I thought I’d give some insight into how we fixed this emailing issue and what had been causing it.
At WBB, we do not directly send mail when the forum requires an email to be sent. Instead this email gets serialized and saved into a “buffer” database. A script then runs in the background, going through the “buffer” database to send out the emails.
Because you now know the basis of how our email system works, let’s explain the reason why our members were receiving duplicate emails. Our email script is simple, it reads the latest 20 emails from the buffer database, and sends them out through the mail() function. However, this design is prone to one flaw, that is if two instances of the email script are run at the same time, then one script may read the same latest emails the other script has just read in. This will cause one email to be mailed twice.
Now so far, our Admins have not designed this script to use a locking mechanism. A locking mechanism will basically force one instance to run at once. Only when the running instance has finished executing will it release the lock and allow another instance to be run.

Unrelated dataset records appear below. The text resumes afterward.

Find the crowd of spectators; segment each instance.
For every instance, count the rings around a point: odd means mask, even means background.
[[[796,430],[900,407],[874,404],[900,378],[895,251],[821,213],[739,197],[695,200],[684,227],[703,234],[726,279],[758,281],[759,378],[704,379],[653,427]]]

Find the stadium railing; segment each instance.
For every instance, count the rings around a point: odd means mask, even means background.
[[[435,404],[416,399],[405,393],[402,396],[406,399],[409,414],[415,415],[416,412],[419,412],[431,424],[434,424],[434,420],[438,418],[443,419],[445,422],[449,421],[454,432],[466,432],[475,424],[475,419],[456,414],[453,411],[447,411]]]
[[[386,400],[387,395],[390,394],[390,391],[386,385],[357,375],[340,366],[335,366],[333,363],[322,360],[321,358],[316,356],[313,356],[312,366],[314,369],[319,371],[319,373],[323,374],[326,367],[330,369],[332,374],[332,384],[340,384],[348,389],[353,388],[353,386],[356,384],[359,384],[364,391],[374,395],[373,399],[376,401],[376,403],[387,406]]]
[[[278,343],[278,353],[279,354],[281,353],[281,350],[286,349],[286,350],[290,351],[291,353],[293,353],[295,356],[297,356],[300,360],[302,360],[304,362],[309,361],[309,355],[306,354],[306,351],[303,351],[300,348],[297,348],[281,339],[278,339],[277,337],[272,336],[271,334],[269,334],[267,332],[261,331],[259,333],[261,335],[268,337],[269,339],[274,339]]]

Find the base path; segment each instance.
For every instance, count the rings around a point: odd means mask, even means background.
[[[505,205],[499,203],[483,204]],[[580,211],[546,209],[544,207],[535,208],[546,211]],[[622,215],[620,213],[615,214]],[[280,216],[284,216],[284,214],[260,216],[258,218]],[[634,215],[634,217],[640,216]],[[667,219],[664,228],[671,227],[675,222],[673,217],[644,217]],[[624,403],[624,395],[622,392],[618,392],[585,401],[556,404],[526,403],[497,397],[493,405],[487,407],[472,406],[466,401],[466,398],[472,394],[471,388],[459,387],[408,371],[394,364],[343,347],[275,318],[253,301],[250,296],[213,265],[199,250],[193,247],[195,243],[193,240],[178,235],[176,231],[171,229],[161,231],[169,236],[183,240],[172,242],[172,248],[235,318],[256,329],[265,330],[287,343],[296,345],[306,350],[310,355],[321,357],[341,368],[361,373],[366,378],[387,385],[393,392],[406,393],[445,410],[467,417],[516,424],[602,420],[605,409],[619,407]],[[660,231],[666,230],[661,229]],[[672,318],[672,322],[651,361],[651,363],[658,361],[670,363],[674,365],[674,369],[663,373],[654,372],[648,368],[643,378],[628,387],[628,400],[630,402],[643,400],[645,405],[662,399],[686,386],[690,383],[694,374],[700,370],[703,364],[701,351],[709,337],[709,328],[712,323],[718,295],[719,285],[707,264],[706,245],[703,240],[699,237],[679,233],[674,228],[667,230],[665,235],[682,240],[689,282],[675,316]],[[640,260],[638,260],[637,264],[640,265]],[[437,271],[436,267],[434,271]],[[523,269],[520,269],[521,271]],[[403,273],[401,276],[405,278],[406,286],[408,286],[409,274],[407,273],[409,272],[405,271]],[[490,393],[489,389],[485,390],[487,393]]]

This may sound like a good idea, but it becomes a nightmare to handle when the script begins to fail before the lock is released. Because of this, our Admins have just relied on a simple balance between average time execution, the number of emails batched up per instance and the time the next instance is run to prevent this from happening. This has one major flaw, this balance is fragile and if anything unforeseen unbalances it, then we get the duplication issue.
So, what caused our latest problem? Through probing around, there were two issues.
One, our /var/spool/clientmqueue folder contained around 900MB of files. Considering these files are small in size (i.e. 2KB each), we’re looking at about 460,800 files. This may not be the files limit per folder ext3 has, but it surely is the limit for sendmail. FYI, sendmail is the program that we use to send email.
[root@srv6 clientmqueue]# du –max-depth=1 -h
This problem leads to the question, why did the folder become so big? The reason why is because /var/spool/clientmqueue is a folder designed for sendmail to queue files before they’re sent. An email sent using sendmail will first be copied to /var/spool/clientmqueue and whatever requested the email to be sent will assume that it was sent successfully. And in many cases, it does get sent. The second step in the process is a sendmail daemon is run to listen for new files in that folder and copy those files to /var/spool/mqueue to be actually sent out by the server. In essence, these folders act as temporary buffers to improve performance similar to our “buffer” database.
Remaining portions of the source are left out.